A la fin de l’année 1792, Beethoven a définitivement quitté sa ville natale de Bonn pour s’établir à Vienne. « Recevez des mains de Haydn l’esprit de Mozart » a écrit le comte Waldstein dans l’album du jeune musicien au moment du départ. Le talent de Beethoven s’est dès lors épanoui dans les salons des maisons aristocratiques et princières, devenues le centre de la vie musicale viennoise. La noblesse y entretenait ses propres quatuors, si bien que les premières œuvres composées par Beethoven à Vienne étaient dédiées au registre de la musique de chambre. Le musicien s’est aussi fait remarquer pour ses qualités de pianiste et d’improvisateur : ses ouvrages destinés au clavier – avec ou sans accompagnement – ont tôt fait de s’imposer parmi les meilleures ventes chez les éditeurs viennois. Parmi ces œuvres figurent les deux premiers concertos pour piano et orchestre de Beethoven, publiés en 1801 mais composés quelques années auparavant pour un usage personnel. Le Concerto Nº 1 en ut majeur est en fait postérieur à celui en si bémol majeur, mais il a paru un mois avant l’op. 19, ce qui explique l’ordre de numérotation. Le compositeur a lui-même créé l’œuvre en 1795, probablement à l’occasion d’un concert célébrant le retour de Haydn à Vienne au terme de son second séjour en Angleterre. Fidèle à ses habitudes, l’auteur s’est livré à une improvisation en guise de cadence. Ce n’est qu’une décennie plus tard qu’il s’est décidé à écrire non pas une seule cadence, mais trois versions différentes, après avoir apporté des révisions à l’ensemble du concerto. Mais s’il considérait cette œuvre d’esprit mozartien comme étant « déjà du passé », Beethoven l’a rejouée par la suite à plusieurs reprises. La flûte ainsi que les hautbois, trompettes et timbales qui enrichissent l’orchestre ne jouent pas durant le mouvement lent. Ce Largo étendu dominé par l’instrument soliste est encadré par un Allegro con brio précédé d’une ample introduction orchestrale et d’un Rondo final d’une belle vigueur rythmique.
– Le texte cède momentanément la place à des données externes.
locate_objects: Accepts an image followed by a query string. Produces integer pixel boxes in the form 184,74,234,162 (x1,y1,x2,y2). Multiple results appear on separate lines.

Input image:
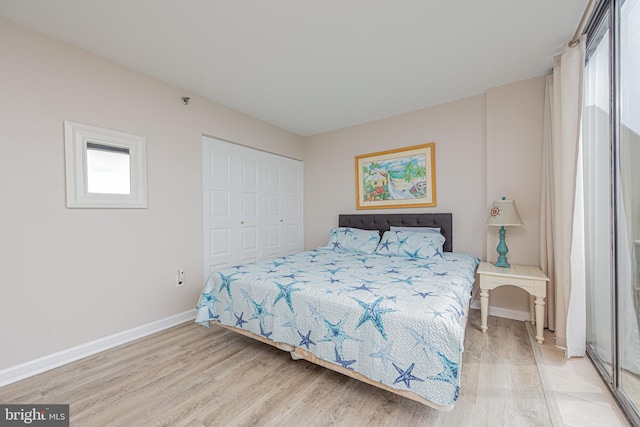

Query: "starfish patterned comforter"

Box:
196,234,479,407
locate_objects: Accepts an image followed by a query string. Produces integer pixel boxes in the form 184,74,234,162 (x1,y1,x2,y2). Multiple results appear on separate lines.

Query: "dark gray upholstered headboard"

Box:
338,213,453,252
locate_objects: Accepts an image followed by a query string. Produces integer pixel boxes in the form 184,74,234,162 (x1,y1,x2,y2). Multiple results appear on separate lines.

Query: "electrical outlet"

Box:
176,268,184,288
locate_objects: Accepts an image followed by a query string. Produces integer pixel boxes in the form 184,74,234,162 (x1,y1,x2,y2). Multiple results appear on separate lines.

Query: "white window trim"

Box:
64,121,147,209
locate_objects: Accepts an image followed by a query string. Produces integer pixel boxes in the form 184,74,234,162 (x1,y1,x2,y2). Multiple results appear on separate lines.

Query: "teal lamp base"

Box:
494,225,511,268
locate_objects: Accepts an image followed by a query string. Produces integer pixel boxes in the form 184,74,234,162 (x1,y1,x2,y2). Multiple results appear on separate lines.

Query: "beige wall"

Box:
0,18,303,370
305,77,544,314
486,76,545,311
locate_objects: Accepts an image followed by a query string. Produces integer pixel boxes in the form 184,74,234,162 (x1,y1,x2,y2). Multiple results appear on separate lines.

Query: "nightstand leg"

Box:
529,295,536,325
480,289,489,332
536,297,544,344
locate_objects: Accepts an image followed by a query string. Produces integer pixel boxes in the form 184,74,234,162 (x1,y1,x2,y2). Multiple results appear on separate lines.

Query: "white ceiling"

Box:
0,0,588,136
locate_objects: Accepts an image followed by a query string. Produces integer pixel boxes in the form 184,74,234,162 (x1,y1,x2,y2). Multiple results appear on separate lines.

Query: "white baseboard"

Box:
470,301,531,321
0,310,196,387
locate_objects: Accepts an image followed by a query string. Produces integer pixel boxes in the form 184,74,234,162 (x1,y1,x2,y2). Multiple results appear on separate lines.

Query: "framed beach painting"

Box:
356,142,436,209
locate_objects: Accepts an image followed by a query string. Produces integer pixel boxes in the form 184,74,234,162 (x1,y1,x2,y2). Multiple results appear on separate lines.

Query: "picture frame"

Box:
355,142,436,209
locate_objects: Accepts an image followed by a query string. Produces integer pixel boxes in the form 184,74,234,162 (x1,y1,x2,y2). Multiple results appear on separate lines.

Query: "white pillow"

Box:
326,227,380,254
389,225,440,233
376,231,445,259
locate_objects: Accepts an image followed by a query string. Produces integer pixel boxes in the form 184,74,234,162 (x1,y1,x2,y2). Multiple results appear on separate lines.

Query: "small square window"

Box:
64,121,147,208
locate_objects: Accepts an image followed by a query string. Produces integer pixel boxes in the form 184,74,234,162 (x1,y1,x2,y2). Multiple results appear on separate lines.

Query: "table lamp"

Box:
487,196,524,268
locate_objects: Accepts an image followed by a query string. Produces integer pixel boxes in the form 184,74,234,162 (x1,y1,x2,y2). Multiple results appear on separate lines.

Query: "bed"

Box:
196,213,479,410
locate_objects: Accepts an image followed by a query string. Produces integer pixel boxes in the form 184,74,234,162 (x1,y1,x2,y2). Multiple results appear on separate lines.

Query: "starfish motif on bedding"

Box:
378,239,391,251
233,312,247,329
320,317,360,353
369,341,395,371
218,273,238,298
351,297,396,340
273,281,302,313
335,348,356,371
393,276,416,286
298,330,316,350
348,280,380,293
324,267,344,275
406,328,434,357
398,236,409,247
305,302,323,326
391,362,424,388
403,248,422,259
249,299,273,323
413,292,437,299
281,313,299,331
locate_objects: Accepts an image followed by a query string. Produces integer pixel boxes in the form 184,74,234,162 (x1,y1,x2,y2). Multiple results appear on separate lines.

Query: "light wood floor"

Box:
0,310,553,427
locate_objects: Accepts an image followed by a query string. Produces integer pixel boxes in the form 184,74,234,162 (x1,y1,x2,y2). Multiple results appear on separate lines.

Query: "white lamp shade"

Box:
487,198,524,226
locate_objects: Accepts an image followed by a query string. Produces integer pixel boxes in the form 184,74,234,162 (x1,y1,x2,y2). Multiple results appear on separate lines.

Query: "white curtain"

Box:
540,37,585,357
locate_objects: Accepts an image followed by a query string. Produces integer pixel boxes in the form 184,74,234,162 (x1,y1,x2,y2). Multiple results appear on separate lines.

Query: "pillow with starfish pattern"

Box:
327,227,380,254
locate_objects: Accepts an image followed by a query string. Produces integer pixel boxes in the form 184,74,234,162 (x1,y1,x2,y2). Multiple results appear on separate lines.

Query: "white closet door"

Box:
281,159,304,255
202,136,303,280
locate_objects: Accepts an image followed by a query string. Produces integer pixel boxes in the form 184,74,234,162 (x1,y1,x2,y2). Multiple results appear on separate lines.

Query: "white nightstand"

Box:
477,262,549,344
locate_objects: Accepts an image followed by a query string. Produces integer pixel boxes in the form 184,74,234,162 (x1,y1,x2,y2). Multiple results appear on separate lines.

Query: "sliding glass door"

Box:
616,0,640,412
582,0,640,425
582,8,613,381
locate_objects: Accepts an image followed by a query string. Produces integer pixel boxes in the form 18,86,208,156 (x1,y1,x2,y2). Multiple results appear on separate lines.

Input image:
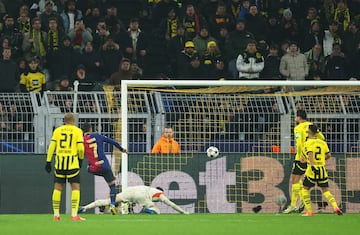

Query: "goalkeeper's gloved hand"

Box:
45,162,51,173
311,166,320,175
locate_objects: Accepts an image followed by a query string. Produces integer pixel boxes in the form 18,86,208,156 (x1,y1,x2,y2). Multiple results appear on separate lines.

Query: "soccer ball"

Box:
206,146,220,158
275,195,287,206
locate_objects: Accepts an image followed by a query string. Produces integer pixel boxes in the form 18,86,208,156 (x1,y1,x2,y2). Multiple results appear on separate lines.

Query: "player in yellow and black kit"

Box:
45,113,85,220
283,110,325,214
302,125,342,216
20,58,46,92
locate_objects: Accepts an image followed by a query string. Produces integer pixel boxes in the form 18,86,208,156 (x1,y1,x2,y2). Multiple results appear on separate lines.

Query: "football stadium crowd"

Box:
0,0,360,92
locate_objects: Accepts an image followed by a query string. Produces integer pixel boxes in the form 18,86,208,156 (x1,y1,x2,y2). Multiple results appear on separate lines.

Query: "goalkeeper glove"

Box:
311,166,320,175
45,162,51,173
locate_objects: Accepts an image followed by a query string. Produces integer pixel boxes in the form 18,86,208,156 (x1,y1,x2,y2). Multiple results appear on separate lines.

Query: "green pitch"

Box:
0,214,360,235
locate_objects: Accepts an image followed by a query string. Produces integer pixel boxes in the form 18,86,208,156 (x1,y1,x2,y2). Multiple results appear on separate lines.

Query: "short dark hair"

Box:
296,109,307,120
156,187,164,192
81,122,91,132
309,124,319,134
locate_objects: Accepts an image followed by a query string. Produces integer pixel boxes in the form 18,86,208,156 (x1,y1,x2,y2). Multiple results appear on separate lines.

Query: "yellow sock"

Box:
301,189,312,213
323,191,338,210
52,189,61,216
71,190,80,216
290,183,300,207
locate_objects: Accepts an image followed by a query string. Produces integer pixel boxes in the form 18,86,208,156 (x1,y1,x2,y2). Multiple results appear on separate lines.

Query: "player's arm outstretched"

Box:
104,136,128,153
160,194,189,215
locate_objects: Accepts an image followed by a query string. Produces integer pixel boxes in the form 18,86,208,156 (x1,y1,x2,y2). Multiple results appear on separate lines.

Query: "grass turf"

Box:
0,214,360,235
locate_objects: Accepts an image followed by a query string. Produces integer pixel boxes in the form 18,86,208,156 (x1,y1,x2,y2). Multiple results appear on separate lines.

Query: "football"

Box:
206,146,220,158
275,195,287,206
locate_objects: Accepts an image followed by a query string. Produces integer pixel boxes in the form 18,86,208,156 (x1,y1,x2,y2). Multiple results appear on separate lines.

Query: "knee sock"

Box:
323,191,338,210
301,189,312,213
109,184,116,206
71,190,80,216
52,189,61,216
290,183,301,207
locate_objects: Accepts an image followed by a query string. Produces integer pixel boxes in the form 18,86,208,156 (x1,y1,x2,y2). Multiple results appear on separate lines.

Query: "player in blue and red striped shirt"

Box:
82,123,127,215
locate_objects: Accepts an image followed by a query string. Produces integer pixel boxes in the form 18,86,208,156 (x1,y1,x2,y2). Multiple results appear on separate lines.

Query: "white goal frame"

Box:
121,79,360,189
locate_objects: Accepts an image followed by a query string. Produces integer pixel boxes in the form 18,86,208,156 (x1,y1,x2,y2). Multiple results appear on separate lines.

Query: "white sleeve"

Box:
160,194,189,214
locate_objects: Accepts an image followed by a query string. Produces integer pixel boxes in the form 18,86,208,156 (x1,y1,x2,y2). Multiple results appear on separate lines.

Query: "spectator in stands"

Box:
208,1,236,39
39,0,64,32
0,48,19,92
17,9,31,35
342,20,360,57
68,20,93,53
54,75,74,91
236,40,264,80
130,62,143,80
78,42,104,82
151,127,181,154
319,0,336,25
280,42,309,91
159,8,181,42
225,19,255,78
304,44,325,80
237,0,250,20
60,0,83,34
226,0,242,23
266,14,283,45
334,0,351,32
177,41,204,79
302,19,324,51
104,4,122,33
260,44,282,80
71,64,96,91
182,4,206,40
349,42,360,80
20,57,46,92
280,8,300,41
124,18,149,68
109,58,132,87
46,18,66,89
299,6,320,41
92,19,110,51
245,4,267,42
0,102,10,140
325,43,348,80
100,35,123,78
166,24,186,77
152,0,179,28
323,20,342,57
22,18,47,63
201,41,224,78
53,36,78,80
192,26,219,57
0,15,23,59
83,5,102,32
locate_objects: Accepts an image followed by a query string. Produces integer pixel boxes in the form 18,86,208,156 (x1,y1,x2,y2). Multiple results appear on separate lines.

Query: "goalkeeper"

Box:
79,185,189,214
82,123,127,215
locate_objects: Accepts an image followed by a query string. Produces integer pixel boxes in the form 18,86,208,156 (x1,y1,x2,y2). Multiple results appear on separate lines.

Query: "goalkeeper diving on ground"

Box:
78,185,189,214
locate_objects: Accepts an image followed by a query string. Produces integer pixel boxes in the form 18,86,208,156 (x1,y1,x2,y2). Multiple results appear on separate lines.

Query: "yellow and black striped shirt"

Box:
46,124,84,171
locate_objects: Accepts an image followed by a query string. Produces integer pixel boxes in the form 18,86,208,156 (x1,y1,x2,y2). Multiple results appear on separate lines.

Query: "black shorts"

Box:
54,169,80,184
303,176,329,188
88,169,115,183
291,160,307,175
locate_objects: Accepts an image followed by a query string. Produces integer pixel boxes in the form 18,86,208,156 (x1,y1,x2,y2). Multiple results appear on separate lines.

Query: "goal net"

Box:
117,80,360,213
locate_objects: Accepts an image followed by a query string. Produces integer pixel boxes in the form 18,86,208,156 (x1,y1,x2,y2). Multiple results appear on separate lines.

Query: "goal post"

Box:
121,80,360,212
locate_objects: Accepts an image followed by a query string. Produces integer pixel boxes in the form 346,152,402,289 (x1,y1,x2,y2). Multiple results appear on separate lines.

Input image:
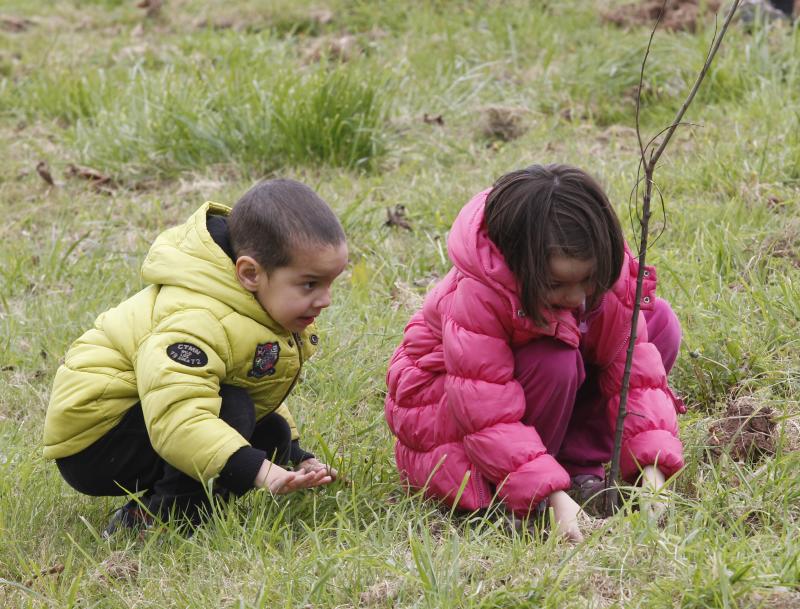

Le cinquième et dernier concerto pour piano et orchestre de Beethoven a été commencé en 1808, dans le sillage des Cinquième et Sixième Symphonies. La composition a été achevée en 1809, après une interruption due aux bombardements de Vienne par les troupes napoléoniennes. Quelque quatorze ans séparent donc cette œuvre des premières esquisses du Concerto en ut majeur. Durant ce temps, le compositeur est passé d’un statut de jeune virtuose brillant à celui d’un homme atteint par la surdité, mais qui poursuivait non moins son combat obstiné en faveur du progrès artistique et sa quête d’une fusion parfaite entre le soliste et l’orchestre. Dédié à l’archiduc Rodolphe, le concerto op. 73 peut donc être perçu comme une symphonie avec piano plutôt qu’un concerto. Lors de la création de l’ouvrage en 1811 au Gewandhaus de Leipzig, la surdité de Beethoven était déjà trop avancée pour lui permettre de tenir la partie de soliste. C’est donc Friedrich Schneider, alors organiste à l’Université de Leipzig, qui assura la création de l’ouvrage, avant que celui-ci ne soit repris par Carl Czerny, un ancien élève de Beethoven, lors de la création viennoise en février 1812. Contrairement à ses habitudes, le compositeur a pris soin d’écrire lui-même les cadences. Le titre du concerto n’est par contre pas de sa plume, le compositeur ayant simplement désigné l’œuvre comme un « Grand concerto ». Les critiques de l’époque n’ont pas su comment aborder cette partition remarquable. « Original Plein de fantaisie Faisant de l’effet » se sont-ils contentés d’écrire, à défaut de commentaires plus pertinents. Que pouvaient-ils en effet penser d’un concerto qui débute par une longue cadence d’apparence improvisée et où le soliste et l’orchestre s’affrontent au fil d’aussi formidables dialogues? Au terme d’un mouvement lent presque méditatif, le rondo final explose avec un entrain irrésistible pour s’adonner à une sorte de danse populaire où le soliste fait montre d’un brio étourdissant.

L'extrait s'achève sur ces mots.